Os mercados asiáticos estão entre os mais expostos, com dados mostrando que normalmente recebem cerca de 35% da ureia, 53% do enxofre e 64% das exportações de amônia do Oriente Médio. Importadores no Sul e Leste da Ásia enfrentam a perspectiva de preços CIF mais altos, disponibilidade à vista aperta e maior dependência de suprimentos de longa distância do Norte da África, Rússia e América do Norte.

A produção de fertilizantes de curto prazo da Índia permaneceu estável devido ao aumento da provisão de gás doméstico, mas o país ainda precisa de importações significativas de produtos acabados e matérias-primas ao longo do restante de 2026. Em um mercado global apertado, os compradores indianos podem ter que oferecer de forma mais agressiva em licitações, potencialmente desviando embarques de importadores menores na África e no Sul da Ásia e elevando o risco de escassez local.
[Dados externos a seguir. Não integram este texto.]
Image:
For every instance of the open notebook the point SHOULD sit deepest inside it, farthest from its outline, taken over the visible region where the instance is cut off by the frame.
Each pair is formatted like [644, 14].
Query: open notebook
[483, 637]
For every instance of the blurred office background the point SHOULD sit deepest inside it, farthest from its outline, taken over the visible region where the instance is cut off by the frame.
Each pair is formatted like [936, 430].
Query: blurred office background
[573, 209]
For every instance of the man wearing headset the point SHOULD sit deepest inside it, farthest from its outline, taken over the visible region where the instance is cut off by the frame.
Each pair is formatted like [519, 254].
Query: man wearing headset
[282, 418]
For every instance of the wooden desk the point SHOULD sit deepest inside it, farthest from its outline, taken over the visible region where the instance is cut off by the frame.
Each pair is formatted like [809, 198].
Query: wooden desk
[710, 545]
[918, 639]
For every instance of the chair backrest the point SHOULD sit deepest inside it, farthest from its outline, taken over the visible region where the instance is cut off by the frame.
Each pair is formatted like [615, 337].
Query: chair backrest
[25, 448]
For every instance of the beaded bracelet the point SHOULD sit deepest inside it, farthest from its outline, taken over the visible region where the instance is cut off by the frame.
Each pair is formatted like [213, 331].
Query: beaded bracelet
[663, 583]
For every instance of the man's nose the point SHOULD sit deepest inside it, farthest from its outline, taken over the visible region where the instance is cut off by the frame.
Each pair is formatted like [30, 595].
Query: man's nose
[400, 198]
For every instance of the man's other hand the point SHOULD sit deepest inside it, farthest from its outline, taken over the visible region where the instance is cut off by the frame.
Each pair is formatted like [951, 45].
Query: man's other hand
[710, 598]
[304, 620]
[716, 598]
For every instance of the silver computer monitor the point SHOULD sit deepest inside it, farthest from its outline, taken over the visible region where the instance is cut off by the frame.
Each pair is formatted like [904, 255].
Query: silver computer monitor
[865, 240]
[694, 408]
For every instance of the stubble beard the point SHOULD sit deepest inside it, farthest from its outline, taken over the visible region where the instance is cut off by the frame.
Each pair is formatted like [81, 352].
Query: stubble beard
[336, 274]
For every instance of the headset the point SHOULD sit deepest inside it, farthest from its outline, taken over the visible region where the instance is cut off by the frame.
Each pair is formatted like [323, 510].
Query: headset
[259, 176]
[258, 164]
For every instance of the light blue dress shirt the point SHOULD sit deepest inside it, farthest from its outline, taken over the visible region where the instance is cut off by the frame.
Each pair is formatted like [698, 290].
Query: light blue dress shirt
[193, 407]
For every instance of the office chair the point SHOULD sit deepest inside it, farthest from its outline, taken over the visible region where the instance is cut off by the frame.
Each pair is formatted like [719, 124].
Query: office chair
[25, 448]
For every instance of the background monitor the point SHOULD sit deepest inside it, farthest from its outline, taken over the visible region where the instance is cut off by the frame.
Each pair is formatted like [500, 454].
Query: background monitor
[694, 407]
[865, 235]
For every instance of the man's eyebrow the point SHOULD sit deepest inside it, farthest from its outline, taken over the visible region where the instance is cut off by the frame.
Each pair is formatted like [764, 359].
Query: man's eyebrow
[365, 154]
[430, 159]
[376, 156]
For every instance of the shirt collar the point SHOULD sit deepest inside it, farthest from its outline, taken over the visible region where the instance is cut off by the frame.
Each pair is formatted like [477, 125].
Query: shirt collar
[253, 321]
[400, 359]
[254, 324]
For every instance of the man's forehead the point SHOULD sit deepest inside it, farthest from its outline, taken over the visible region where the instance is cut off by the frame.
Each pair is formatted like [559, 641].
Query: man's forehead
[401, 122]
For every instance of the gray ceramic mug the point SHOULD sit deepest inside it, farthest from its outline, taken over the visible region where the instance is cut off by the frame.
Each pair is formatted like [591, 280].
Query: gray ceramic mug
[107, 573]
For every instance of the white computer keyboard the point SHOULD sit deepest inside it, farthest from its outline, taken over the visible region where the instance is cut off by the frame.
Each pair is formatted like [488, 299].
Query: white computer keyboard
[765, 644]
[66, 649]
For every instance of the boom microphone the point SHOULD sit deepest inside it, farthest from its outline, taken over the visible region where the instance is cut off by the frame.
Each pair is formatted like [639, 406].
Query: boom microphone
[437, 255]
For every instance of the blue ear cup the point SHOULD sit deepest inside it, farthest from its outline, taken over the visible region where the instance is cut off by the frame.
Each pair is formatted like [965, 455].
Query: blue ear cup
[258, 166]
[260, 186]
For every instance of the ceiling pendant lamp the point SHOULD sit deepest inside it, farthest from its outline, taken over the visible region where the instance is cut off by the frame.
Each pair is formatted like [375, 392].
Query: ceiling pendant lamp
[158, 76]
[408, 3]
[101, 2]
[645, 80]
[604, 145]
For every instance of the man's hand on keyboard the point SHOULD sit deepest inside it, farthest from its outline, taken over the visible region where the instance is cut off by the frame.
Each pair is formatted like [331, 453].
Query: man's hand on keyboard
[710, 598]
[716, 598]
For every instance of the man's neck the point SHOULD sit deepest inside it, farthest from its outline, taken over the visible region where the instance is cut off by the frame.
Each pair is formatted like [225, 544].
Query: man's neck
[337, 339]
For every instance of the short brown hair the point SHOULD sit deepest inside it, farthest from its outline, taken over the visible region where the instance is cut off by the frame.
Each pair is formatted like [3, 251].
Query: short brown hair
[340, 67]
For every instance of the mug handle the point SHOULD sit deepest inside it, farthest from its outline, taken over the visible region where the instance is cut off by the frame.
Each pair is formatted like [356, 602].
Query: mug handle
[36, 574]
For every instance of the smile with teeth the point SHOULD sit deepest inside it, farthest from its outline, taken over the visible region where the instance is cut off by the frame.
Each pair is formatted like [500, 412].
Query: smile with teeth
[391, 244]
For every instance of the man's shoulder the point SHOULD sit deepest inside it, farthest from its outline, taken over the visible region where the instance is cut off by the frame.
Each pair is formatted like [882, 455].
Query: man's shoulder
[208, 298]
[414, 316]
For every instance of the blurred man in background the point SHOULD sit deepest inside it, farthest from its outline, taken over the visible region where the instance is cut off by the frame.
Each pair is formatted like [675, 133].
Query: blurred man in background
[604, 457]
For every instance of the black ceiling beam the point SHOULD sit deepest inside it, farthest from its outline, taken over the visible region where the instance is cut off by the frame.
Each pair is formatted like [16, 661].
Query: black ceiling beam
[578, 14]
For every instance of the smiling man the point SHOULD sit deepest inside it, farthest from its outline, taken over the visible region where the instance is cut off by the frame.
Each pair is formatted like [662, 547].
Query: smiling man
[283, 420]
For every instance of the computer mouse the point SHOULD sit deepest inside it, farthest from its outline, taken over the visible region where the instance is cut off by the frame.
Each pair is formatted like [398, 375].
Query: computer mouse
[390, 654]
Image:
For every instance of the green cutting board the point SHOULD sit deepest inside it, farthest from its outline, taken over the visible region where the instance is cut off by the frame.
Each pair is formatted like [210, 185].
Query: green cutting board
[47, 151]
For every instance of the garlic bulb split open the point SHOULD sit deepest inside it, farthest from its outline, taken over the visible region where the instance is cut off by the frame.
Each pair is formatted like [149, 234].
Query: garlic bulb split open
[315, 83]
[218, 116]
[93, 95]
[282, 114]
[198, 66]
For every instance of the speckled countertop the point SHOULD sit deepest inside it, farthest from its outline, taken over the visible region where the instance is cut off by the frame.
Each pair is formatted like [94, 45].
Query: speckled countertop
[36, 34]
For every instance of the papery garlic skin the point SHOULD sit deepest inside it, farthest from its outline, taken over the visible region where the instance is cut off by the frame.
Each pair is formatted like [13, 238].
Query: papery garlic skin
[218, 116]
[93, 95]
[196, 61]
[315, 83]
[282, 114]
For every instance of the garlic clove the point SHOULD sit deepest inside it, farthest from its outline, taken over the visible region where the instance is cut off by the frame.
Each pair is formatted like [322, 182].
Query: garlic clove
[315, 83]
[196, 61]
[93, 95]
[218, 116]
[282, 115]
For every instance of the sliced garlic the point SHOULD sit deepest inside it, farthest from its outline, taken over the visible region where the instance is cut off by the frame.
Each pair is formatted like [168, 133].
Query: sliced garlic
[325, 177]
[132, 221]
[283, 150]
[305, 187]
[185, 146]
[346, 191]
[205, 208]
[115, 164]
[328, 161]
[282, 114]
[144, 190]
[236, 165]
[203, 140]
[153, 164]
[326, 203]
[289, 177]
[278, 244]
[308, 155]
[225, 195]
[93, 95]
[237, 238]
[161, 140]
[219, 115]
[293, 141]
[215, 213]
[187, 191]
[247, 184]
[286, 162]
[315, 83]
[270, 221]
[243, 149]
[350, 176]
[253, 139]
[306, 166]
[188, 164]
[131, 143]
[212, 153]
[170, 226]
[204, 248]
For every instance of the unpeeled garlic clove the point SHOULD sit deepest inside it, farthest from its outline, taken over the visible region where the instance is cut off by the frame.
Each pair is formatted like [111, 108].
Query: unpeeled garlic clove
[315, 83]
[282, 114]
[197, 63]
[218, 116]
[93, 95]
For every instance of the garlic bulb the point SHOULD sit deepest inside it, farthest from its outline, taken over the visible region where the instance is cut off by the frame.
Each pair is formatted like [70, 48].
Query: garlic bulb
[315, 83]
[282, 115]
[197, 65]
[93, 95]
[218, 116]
No lado da energia, a Europa está suportando o peso da escassez de GNL, com os preços TTF subindo para cerca de €55–60/MWh e o armazenamento de gás caindo para níveis mínimos em vários anos. Isso mina a economia das plantas de nitrogênio europeias, limitando sua capacidade de compensar a produção perdida do Golfo e apertando ainda mais os equilíbrios globais de fertilizantes na temporada 2026–27.

🧭 Perspectivas de Mercado

Nos próximos 30–90 dias, os mercados de fertilizantes e energia devem permanecer altamente voláteis, acompanhando tanto o ritmo de quaisquer isenções de trânsito negociadas quanto os desenvolvimentos militares em torno de Hormuz. O Irã concordou em princípio em facilitar embarques humanitários e agrícolas, e já permitiu que ajuda limitada e embarques nacionais selecionados passassem, mas essas isenções são estreitas e sujeitas a mudanças rápidas.

Para a cultura de 2026 que está sendo plantada, grande parte do dano em termos de custos e prêmios de risco pode já estar consolidada, especialmente para culturas que exigem muito nitrogênio, como o milho. Os movimentos de preços da ureia, amônia, DAP e combustível ao longo de abril serão indicadores críticos de se as cadeias de suprimentos estão se adaptando ou se o mercado está mudando para uma fase mais prolongada de escassez de fertilizantes e riscos elevados de inflação alimentar.

Perspectiva do Mercado CMB

A crise de Hormuz ilustra como um conflito armado regional pode simultaneamente pressionar múltiplos nós da cadeia de insumos agrícolas—combustível, gás, enxofre e nitrogênio—justo no momento em que agricultores em todo o mundo estão tomando decisões de plantio e aplicação sensíveis ao tempo. Mesmo que o trânsito parcial seja retomado, o atraso na reinicialização da produção, reencaminhamento e disponibilidade de frete implica que a normalização logística ocorrerá meses, e não dias, após qualquer avanço diplomático.

Para comerciantes de commodities, importadores e compradores da indústria alimentícia, a prioridade no próximo trimestre será garantir um fornecimento diversificado de fertilizantes e combustíveis, ajustar a proteção contra volatilidades elevadas e monitorar de perto os resultados de licitações em regiões importadoras-chave, como a Índia e o Sudeste Asiático. Mudanças estruturais nos fluxos comerciais—em direção a origens alternativas de nitrogênio e fosfato e longe da concentração no Golfo—devem acelerar, remodelando benchmarks de fertilizantes e relacionamentos de base bem em direção ao ciclo de colheita de 2027.